Uganda’s central bank left its benchmark interest rate unchanged for a fifth month as core inflation remained above target.
The Bank of Uganda maintained the rate at 12 percent, Governor Emmanuel Tumusiime-Mutebile told reporters today in Kampala, the capital. That was in line with forecasts of three of four analysts surveyed by Bloomberg.
Consumer prices rose 3.4 percent in April from a year ago, down from 4 percent in March, according to the Uganda Bureau of Statistics. Core inflation, which excludes excludes food crops, electricity and metered water, slowed to 5.8 percent from 6.8 percent.
“The change in annual inflation is small and core inflation remains above the target of 5 percent,” Robert Katabaire, an economist at the Kampala-based Dyer & Blair Uganda Ltd., said by phone before the rate decision.
The 12 percent rate is the lowest since the Bank of Uganda introduced it as a monetary policy tool two years ago.
Expansion of manufacturing, construction, service sector and agriculture may spur economic growth in the 12 months through June to 6-7 percent from 3.4 percent a year earlier, according to the central bank.
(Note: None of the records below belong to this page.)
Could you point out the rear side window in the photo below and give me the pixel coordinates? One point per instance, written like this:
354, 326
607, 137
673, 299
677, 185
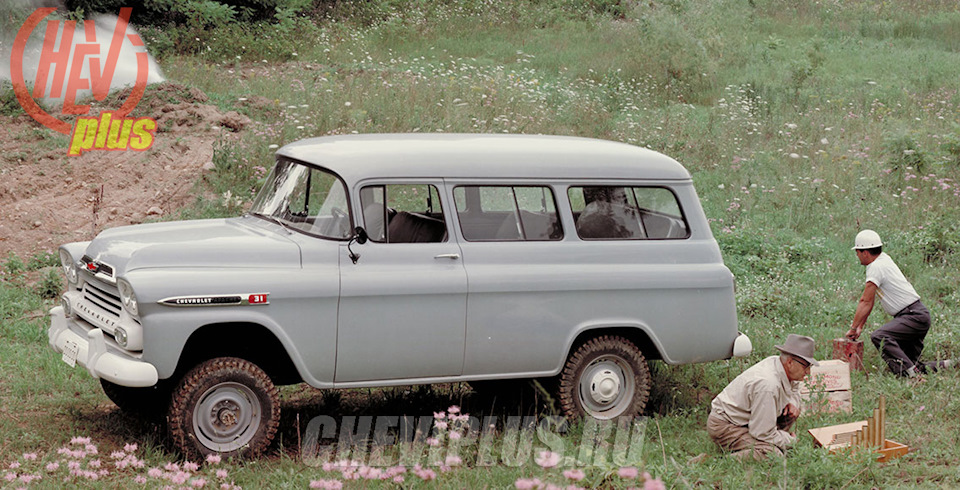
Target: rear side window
507, 213
627, 213
403, 213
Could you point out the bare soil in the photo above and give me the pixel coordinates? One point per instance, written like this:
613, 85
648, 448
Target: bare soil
48, 198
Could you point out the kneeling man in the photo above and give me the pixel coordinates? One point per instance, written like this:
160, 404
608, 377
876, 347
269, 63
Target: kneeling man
753, 415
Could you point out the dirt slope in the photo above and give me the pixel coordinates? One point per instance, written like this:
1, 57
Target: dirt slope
48, 198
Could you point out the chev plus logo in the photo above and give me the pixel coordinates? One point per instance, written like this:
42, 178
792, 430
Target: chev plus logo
78, 47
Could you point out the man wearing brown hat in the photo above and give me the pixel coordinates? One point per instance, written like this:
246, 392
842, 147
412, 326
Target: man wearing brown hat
752, 416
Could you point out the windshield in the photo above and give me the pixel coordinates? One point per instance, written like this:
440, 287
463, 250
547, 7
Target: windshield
305, 198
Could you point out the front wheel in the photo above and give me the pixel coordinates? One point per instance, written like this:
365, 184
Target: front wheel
224, 406
605, 378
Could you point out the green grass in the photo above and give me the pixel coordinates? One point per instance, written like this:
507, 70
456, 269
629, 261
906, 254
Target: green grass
801, 122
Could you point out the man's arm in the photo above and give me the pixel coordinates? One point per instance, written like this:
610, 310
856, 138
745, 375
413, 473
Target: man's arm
763, 421
864, 307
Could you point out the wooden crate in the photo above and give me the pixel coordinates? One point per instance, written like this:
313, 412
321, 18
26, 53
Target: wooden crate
824, 437
827, 389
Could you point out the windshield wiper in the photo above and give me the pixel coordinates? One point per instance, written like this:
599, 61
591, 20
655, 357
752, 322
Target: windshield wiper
274, 219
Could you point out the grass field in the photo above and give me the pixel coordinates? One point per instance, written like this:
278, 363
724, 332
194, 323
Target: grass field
801, 123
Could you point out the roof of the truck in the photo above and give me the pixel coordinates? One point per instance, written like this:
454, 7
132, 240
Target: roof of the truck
503, 156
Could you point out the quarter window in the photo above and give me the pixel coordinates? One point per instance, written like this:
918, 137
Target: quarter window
507, 213
627, 213
403, 213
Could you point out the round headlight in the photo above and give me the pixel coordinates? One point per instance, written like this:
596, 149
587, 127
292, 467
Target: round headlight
69, 266
127, 297
121, 336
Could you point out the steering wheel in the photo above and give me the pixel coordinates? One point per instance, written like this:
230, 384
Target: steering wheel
338, 225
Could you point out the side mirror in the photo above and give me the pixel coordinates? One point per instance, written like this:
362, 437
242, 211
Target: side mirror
360, 235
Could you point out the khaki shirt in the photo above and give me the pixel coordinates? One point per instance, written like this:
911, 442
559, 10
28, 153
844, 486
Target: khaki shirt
756, 398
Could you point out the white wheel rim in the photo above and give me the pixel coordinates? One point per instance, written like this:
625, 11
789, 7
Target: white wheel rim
606, 387
227, 417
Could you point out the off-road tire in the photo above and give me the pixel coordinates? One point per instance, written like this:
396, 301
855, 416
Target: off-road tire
225, 406
146, 403
605, 378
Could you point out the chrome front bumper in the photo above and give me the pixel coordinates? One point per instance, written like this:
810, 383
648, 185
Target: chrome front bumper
90, 351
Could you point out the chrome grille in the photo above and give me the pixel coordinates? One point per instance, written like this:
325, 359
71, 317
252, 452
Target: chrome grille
107, 298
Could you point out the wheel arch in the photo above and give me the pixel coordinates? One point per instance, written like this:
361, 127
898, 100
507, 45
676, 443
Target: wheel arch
639, 335
245, 340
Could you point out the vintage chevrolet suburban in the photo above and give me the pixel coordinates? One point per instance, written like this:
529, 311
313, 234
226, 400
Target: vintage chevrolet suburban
374, 260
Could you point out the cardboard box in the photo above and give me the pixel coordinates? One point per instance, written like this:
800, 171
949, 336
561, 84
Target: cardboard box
826, 437
827, 388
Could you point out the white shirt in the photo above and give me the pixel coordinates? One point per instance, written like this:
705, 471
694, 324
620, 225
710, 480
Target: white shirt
896, 293
756, 398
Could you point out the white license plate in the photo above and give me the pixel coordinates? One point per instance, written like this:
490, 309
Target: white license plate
70, 352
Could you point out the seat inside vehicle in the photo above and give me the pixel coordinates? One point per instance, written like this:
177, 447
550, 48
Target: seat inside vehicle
408, 227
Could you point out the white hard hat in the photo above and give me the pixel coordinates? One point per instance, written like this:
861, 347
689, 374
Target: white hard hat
867, 239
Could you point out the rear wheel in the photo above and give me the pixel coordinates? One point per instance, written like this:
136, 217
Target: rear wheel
224, 406
605, 378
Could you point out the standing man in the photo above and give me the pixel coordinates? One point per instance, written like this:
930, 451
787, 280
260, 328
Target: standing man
899, 341
753, 415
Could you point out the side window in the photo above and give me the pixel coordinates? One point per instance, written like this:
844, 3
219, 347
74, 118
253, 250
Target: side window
627, 213
507, 213
403, 213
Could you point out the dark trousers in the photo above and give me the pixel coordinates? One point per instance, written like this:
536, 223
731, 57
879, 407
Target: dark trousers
900, 341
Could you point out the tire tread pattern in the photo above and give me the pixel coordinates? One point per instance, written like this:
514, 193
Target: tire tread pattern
203, 377
581, 357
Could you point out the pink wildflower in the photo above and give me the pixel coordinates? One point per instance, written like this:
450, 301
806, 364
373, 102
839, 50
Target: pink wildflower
524, 484
548, 459
28, 479
654, 484
575, 475
327, 484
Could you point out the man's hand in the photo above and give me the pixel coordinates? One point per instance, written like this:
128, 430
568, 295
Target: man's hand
787, 417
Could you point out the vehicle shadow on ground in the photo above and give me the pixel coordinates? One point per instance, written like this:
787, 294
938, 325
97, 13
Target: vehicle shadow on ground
421, 404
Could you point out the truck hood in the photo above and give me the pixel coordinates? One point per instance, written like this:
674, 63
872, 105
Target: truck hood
201, 243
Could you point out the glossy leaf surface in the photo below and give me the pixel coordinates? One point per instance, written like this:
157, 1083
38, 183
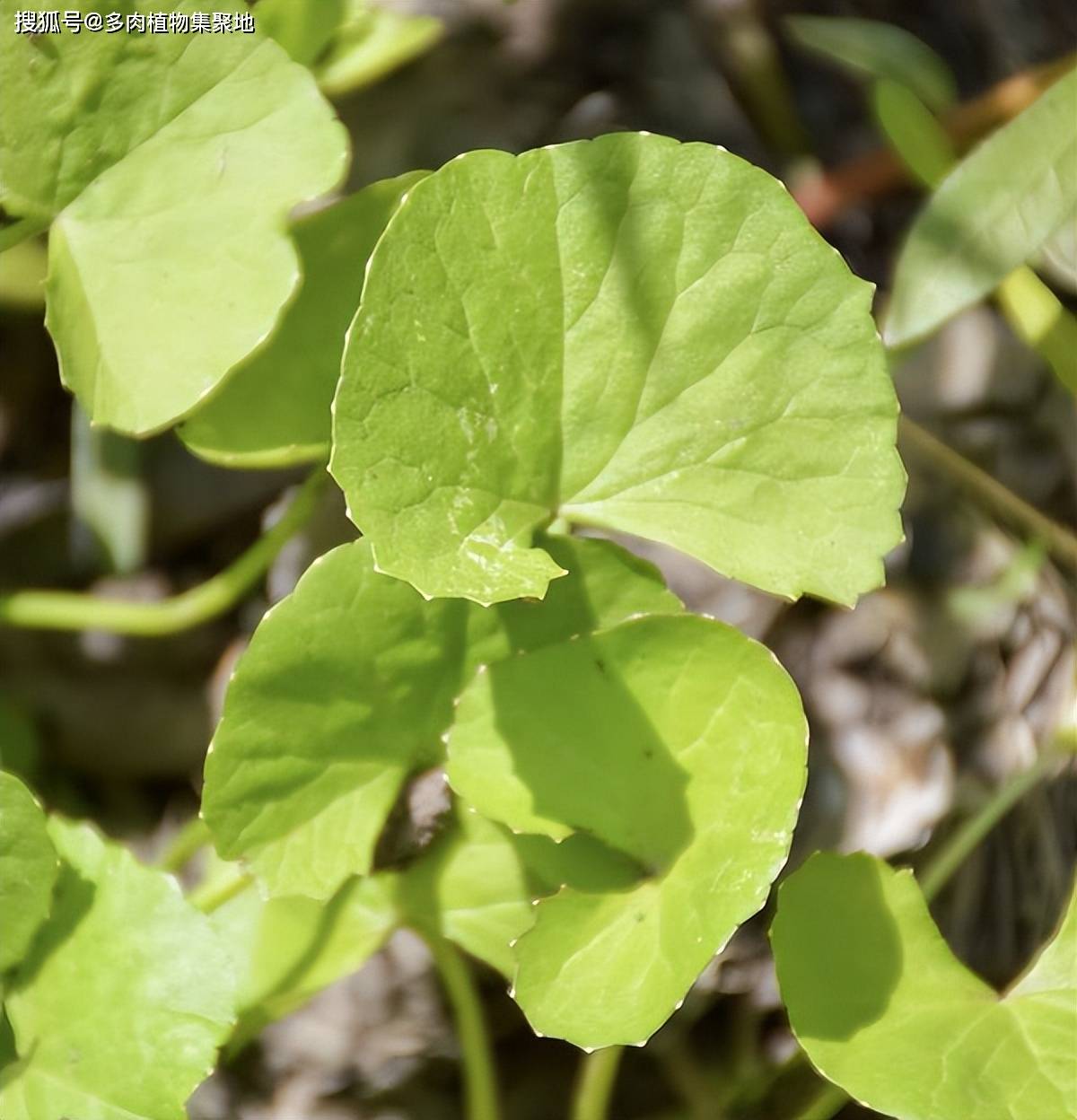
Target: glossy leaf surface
167, 165
28, 870
273, 410
633, 334
679, 744
123, 999
347, 687
992, 213
885, 1010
The 2011-12 growth rate was the lowest in 25 years for East Africa’s third-biggest economy, according to the Finance Ministry.
The latest growth forecast for Uganda, which relies on funding from the U.K., U.S., European Union, Denmark, Norway and Japan for a quarter of its budget, is an upward revision from 4.3 percent forecast after donors cut aid over concerns about government embezzlement.